Nearly a century after Norwegian explorer Roald Amundsen and his crew of six sailed the Northwest Passage on his 47-ton sloop Gjöa, a 68,000-ton luxury cruise ship is setting sail from Alaska today to become the largest cruise liner to ever navigate through Canada’s Arctic Archipelago.
Crystal Serenity’s 32-day voyage across the forbidding Canadian Arctic will mark another Arctic navigation milestone as it becomes the largest passenger ship to sail through the poorly charted waters.
Billed as the “ultimate expedition for the true explorer,” the cruise liner with 1,070 passengers and 665 crew on board will leave Anchorage, travel north through the Bering Strait and across the Northwest Passage, making stops in small Arctic communities in the U.S., Canada and Greenland, and then in northeastern United States before completing its journey in New York City.
Prices for the sold-out super-exclusive trip range from $21,850 US to $120,000 US per person, plus insurance coverage of at least $50,000 US for emergency evacuation.
Risky business
Michael Byers, Canada Research Chair in Global Politics and International Law at the University of British Columbia and the author of International Law and the Arctic, says such voyages carry risks and are bad for the environment.
In earlier interview with RCI, Byers said an accident is the most obvious hazard, noting that the area is so remote that it would take a search-and-rescue helicopter up to two days to get there.
“There are many other risks,” he said. “These are shallow, poorly-charted waters. There are remnants of icebergs, small pieces of glacial ice that, if struck by a ship, can punch a hole in the hull.”
Safety precautions
The cruiseline says it has taken several precautions to ensure maximum safety.
The cruise liner will be accompanied by an escort vessel, an ICE 05-Class icebreaker, chartered from the British Antarctic Survey. The RSS Ernest Shackleton will have on board two helicopters and special equipment for real time ice conditions reconnaissance.
“The ice pilot on board the Shackleton is a veteran Canadian Coast Guard officer having served as Captain of Canada’s largest Polar Icebreaker,” the company said on its website.

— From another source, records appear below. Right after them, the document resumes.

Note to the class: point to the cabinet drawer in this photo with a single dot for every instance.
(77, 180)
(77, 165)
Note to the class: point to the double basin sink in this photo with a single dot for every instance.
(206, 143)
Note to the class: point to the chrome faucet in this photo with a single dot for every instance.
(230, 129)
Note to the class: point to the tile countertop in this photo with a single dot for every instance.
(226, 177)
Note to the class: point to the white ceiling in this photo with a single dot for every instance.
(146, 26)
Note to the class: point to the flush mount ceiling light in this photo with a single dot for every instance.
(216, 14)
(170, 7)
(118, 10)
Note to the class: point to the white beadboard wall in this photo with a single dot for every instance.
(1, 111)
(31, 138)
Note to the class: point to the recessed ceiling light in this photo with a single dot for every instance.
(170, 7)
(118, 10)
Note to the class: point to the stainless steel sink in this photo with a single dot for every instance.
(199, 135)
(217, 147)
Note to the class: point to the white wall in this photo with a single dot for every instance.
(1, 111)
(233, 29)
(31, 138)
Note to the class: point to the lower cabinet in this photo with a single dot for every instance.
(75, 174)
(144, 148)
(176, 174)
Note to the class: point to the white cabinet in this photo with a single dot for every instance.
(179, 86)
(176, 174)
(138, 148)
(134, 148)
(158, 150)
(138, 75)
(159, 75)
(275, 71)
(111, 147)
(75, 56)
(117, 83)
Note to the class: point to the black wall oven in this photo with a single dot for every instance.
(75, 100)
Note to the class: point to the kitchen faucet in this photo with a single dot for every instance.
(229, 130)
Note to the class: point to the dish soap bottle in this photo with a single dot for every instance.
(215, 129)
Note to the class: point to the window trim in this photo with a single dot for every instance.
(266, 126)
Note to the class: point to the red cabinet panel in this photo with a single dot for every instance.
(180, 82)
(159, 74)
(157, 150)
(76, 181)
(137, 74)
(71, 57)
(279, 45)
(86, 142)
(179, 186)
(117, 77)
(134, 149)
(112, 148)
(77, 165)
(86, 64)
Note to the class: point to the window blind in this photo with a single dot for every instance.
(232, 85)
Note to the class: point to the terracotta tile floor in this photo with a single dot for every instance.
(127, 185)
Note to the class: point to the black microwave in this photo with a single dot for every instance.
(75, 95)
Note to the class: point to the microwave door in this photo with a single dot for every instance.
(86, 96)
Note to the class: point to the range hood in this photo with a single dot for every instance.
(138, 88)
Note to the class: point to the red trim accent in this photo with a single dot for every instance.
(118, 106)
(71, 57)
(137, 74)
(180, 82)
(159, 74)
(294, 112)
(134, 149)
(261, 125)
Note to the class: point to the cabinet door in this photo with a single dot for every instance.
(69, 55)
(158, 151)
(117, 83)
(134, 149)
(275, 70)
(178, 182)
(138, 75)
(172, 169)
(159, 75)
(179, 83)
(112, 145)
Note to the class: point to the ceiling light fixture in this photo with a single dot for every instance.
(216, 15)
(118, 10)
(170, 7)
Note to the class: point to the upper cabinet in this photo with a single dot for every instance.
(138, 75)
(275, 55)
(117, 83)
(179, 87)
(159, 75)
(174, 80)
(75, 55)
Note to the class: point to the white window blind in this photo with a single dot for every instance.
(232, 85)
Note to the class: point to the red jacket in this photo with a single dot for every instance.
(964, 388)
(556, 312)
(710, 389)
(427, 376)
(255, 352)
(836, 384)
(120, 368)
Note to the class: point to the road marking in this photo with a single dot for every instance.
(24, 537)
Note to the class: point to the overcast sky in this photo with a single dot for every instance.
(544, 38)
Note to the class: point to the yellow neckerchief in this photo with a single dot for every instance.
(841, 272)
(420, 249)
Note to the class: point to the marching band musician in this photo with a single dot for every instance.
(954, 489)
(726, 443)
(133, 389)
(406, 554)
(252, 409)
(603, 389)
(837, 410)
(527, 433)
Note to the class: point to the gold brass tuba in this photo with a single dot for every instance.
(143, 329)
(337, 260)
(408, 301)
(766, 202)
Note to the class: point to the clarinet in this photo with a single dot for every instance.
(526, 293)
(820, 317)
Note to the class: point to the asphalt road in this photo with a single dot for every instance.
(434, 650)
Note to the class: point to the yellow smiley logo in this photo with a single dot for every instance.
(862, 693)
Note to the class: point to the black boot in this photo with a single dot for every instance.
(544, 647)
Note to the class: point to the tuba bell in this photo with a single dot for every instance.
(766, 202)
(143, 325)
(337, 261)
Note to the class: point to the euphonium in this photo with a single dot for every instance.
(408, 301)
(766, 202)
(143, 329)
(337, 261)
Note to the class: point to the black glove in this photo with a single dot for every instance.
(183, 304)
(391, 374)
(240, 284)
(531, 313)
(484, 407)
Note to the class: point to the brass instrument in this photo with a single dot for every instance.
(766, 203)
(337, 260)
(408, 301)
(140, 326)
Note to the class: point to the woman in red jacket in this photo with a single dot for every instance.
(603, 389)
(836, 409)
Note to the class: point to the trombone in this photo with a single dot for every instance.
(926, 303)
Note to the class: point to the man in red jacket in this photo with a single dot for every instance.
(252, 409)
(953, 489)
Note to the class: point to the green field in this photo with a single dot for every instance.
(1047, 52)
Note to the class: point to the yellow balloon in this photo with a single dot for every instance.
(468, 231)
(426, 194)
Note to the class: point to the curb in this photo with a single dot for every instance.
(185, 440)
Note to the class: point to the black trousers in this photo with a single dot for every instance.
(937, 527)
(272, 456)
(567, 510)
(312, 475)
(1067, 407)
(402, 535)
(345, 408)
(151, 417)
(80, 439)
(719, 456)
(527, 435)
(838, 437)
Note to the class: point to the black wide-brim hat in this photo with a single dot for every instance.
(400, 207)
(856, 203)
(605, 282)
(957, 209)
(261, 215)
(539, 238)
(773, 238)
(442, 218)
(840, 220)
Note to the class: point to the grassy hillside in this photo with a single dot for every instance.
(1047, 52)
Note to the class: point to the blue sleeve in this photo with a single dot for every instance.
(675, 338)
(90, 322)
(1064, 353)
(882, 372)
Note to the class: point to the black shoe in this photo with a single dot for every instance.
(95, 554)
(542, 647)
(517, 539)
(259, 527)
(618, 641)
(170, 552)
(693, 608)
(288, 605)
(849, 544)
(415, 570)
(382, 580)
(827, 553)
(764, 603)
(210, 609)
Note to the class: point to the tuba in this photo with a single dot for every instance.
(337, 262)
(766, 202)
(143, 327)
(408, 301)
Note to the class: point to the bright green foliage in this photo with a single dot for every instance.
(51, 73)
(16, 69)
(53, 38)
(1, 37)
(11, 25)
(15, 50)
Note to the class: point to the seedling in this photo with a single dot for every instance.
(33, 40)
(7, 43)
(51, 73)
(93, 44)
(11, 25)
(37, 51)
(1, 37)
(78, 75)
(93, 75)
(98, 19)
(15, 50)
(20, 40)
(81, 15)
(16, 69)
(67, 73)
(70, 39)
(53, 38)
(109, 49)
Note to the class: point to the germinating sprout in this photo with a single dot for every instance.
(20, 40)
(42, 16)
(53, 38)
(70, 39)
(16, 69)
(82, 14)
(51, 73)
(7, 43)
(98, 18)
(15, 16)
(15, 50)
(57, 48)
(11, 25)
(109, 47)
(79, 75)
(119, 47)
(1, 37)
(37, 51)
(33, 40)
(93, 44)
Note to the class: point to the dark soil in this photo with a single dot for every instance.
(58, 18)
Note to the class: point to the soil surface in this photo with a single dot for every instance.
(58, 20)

Crystal Serenity itself will be equipped with “two ice searchlights, a high-resolution ice radar, forward looking sonar and thermal imaging equipment will be installed to allow the vessel to scan the waters ahead both above and below the surface for underwater obstructions or uncharted rocks,” the company said.
While cruise ships have less fuel than do oil tankers, any spill would be difficult to clean, given that there is little equipment, few people and few government ships in the Arctic. A spill in August or September would leave little time before total darkness falls upon the Arctic for many months. All this, Byers said, makes a clean-up “almost inconceivable.”
Experiencing modern Arctic life
Crystal Serenity is expected to make three stops in the Canadian Arctic: in Ulukhaktok, Northwest Territories, and in Cambridge Bay and Pond Inlet, Nunavut.
These stops offer the passengers the opportunity of firsthand experience of modern life in the Arctic and for the communities to educate their guests about the life beyond the Arctic Circle.
“We will be educating them on our reality, and hopefully they will realize the importance of seals and marine mammals to our diet,” Vicki Aitaok of Cambridge Bay told Nunatsiaq Online newspaper. “We have no farms, no slaughterhouses. We kill what we eat and eat what we kill. The animals are not our pets, but our survival.”